Selain itu kata Netty orang dengan komorbid juga harus mendapatkan perhatian khusus karena tidak atau belum boleh divaksin. “Jika memang harus membawa surat keterangan dokter, maka pastikan mudah diakses dan tidak ada pemungutan biaya,” ungkapnya.
Persoalan lain yang membuat masyarakat belum memiliki kartu vaksin, kata Netty, adalah aplikasi pedulilindungi yang digunakan untuk mendapatkan kartu vaksin seringkali tidak bisa digunakan atau error.
“Ada kasus di mana penumpang pesawat gagal terbang gara-gara aplikasinya error. Lalu keamanan data di aplikasi tersebut juga menjadi sorotan publik karena diduga bocor. Akhirnya masyarakat enggan mengisi aplikasi dan tidak bisa menunjukkan kartu vaksin,” tambahnya.
Hal-hal semacam itu, menurut Netty, harus diantisipasi oleh pemerintah agar tidak menurunkan kepercayaan masyarakat yang dapat memperlambat tercapainya kekebalan populasi.
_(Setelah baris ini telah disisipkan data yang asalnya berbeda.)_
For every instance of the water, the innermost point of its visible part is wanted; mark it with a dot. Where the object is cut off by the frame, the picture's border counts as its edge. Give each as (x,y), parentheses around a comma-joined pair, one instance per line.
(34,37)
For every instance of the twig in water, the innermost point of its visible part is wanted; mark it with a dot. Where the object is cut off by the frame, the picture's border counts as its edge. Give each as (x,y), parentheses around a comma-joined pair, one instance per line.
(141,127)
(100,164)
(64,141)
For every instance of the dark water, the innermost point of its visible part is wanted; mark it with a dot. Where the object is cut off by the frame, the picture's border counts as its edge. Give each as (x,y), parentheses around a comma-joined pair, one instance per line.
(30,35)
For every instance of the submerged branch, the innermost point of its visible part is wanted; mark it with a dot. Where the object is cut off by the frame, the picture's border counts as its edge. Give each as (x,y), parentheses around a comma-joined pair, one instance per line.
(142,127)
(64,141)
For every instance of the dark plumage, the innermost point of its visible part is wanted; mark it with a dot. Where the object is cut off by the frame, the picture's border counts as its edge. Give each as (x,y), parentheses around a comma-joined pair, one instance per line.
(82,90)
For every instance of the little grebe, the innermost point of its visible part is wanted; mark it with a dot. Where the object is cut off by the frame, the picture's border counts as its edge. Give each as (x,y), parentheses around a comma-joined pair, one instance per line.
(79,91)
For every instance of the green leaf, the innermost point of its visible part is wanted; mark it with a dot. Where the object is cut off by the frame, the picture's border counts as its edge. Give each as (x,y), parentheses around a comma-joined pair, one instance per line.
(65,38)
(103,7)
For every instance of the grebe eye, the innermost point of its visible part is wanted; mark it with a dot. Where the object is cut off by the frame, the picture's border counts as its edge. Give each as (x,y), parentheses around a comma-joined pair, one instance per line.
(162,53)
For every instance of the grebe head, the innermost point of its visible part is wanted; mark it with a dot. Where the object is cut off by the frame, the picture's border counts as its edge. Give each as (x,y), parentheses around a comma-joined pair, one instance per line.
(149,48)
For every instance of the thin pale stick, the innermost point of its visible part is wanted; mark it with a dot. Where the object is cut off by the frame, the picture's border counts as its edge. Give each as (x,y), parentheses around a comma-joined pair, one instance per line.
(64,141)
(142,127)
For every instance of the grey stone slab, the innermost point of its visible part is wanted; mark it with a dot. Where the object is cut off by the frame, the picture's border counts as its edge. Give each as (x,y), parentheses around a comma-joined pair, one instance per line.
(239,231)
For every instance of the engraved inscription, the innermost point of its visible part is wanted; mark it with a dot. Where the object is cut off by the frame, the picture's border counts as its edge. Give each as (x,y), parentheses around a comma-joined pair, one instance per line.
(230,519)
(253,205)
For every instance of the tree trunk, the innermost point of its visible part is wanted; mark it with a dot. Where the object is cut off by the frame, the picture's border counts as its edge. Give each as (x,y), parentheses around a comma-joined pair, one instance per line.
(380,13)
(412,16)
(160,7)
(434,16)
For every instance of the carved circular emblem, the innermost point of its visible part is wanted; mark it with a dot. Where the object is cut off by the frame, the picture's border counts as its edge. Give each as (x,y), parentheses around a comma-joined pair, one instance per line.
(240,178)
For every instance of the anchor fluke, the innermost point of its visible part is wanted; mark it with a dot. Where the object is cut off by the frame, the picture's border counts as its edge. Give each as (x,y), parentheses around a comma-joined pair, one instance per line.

“Kebijakan penggunaan kartu vaksin maupun aplikasi pedulilindungi harus ramah ke semua kelompok masyarakat. Bukan hanya bagi masyarakat perkotaan tapi juga yang di desa. Apakah memang penggunaan aplikasi itu bisa diterapkan kepada mereka yang tidak terkoneksi internet maupun smartphone? Bahkan di kota seperti Jakarta pun masih ada pekerja harian dari desa yang tidak memiliki smartphone,” katanya. (*Red)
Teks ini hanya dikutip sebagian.